Uomini che odiano i loro corpi - Lucy
articolo

Eugenio Giannetta

Uomini che odiano i loro corpi

12 Aprile 2024

Dismorfofobia, anoressia e bulimia sono disturbi tradizionalmente associati alle donne. Eppure, con la stessa intensità, colpiscono la popolazione maschile, dove il carico di senso di colpa, vergogna e ansia viene aggravato dalle pressioni della cultura machista. Cosa significa soffrire di questi disturbi, per un uomo? E come si può imparare a mitigarli?
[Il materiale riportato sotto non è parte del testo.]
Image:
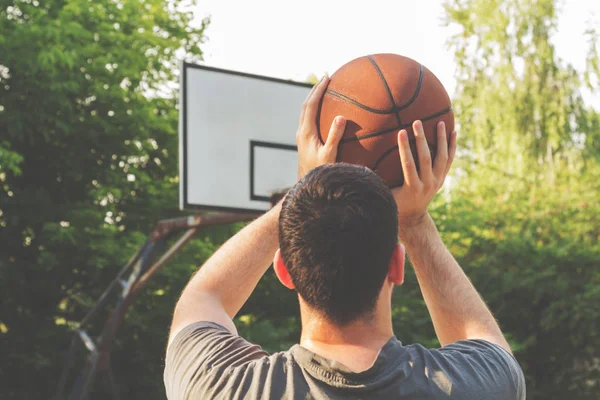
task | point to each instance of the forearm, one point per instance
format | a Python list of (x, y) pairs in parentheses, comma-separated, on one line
[(457, 310), (233, 271)]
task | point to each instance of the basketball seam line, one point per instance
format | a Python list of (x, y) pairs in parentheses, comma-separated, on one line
[(387, 87), (417, 90), (383, 132), (395, 108), (356, 103)]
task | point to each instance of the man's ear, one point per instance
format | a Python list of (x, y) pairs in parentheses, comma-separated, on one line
[(396, 269), (281, 271)]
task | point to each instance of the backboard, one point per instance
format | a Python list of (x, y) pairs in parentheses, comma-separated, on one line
[(236, 138)]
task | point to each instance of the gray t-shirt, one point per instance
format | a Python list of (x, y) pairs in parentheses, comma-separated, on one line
[(206, 361)]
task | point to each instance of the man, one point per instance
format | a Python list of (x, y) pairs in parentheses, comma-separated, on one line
[(337, 231)]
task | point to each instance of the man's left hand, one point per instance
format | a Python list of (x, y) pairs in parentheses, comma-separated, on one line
[(311, 152)]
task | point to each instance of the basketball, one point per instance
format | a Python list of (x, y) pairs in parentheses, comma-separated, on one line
[(379, 95)]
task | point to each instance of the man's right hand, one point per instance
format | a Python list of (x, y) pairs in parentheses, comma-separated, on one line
[(420, 187)]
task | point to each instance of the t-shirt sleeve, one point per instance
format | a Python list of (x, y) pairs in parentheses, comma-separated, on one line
[(200, 353), (475, 369)]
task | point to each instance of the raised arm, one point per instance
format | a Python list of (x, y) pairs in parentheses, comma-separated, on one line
[(456, 308), (221, 287)]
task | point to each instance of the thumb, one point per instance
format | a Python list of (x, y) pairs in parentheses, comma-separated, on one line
[(336, 132)]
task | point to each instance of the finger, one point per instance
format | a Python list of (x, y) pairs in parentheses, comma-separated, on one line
[(409, 168), (423, 154), (312, 104), (441, 157), (451, 152), (336, 132)]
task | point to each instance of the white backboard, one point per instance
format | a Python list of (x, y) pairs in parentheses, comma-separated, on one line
[(237, 138)]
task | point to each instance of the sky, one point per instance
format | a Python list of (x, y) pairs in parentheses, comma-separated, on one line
[(292, 40)]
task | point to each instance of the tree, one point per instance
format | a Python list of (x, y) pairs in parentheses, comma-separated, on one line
[(522, 206), (88, 163)]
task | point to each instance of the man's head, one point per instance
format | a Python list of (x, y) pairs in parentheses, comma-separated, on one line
[(338, 232)]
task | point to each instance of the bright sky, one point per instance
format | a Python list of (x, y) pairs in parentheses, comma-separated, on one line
[(291, 40)]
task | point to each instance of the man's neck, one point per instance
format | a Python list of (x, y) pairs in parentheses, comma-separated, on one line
[(355, 345)]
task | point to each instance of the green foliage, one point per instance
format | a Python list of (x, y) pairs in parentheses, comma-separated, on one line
[(522, 213), (88, 164)]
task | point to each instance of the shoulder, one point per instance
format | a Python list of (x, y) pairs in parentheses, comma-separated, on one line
[(471, 368), (207, 360)]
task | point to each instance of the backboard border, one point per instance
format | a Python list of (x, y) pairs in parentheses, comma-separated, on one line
[(269, 145), (183, 201)]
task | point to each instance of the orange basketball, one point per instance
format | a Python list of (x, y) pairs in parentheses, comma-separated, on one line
[(379, 95)]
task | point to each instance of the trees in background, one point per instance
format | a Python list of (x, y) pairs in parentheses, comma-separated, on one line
[(88, 164), (524, 205)]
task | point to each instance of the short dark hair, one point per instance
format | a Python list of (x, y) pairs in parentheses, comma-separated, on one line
[(337, 231)]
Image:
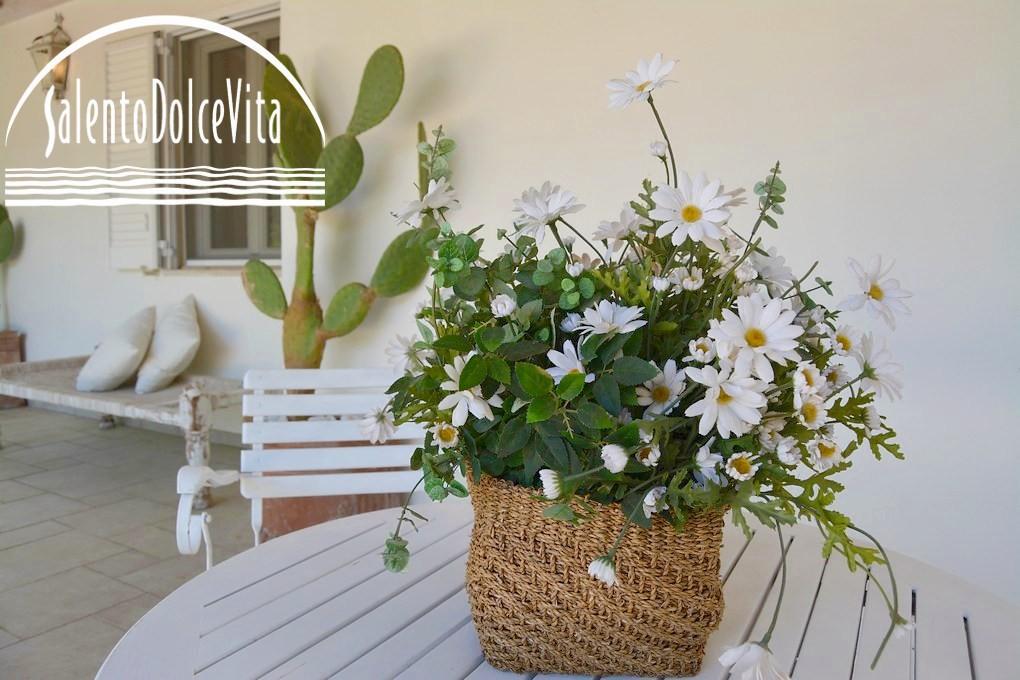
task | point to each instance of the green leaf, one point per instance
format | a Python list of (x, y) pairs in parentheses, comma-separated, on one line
[(396, 556), (263, 289), (522, 350), (560, 511), (541, 409), (343, 161), (536, 381), (6, 236), (513, 436), (570, 385), (403, 265), (380, 87), (607, 394), (632, 371), (348, 309), (300, 139), (490, 338), (474, 372), (455, 343)]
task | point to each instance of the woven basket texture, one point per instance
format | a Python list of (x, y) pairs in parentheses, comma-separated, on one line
[(537, 610)]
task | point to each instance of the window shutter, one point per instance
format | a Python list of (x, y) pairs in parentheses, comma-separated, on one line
[(131, 65)]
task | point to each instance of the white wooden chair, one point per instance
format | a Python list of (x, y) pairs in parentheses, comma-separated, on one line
[(304, 438)]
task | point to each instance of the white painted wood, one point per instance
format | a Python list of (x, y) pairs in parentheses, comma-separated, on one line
[(337, 458), (288, 486), (317, 604), (314, 378), (316, 430), (313, 405)]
Non “sono grasso”, ma “mi sento” tale. Ho 37 anni, sono alto un metro e 77 e peso 72 chili. Sono quello che – secondo le tabelle – viene definito normopeso, eppure mi sento al di fuori delle statistiche. Quando parlo di tabelle faccio riferimento all’indice di massa corporea – l’ormai celebre BMI – che dovrebbe indicare un cosiddetto peso ideale. Il calcolo dell’indice di massa corporea è adottato dall’Organizzazione Mondiale della Sanità per le diagnosi di sottopeso, sovrappeso e obesità. Il calcolo è semplice, bastano due dati: altezza e peso. E il gioco è fatto. Questo sentirmi grasso mi accompagna dall’età di 9 anni. Pesavo 43 chili, il mio pediatra disse “più tredici!”, e lì cominciò ogni cosa. Una dieta che mi tolse il piacere di mangiare.

Da anni mi guardo nelle foto e individuo immediatamente quelle che definisco “curve sbagliate”, che non dovrebbero essere lì. Mi guardo allo specchio, alzo la maglietta e osservo affranto i fianchi. Mi deprimo. Qualche volta li ho colpiti con forza, a pugni stretti, lasciando segni rossi sulla pelle che non hanno migliorato la situazione. Li ho odiati. Il pensiero magico mi ha fatto immaginare che con i colpi si sarebbero in qualche modo snelliti.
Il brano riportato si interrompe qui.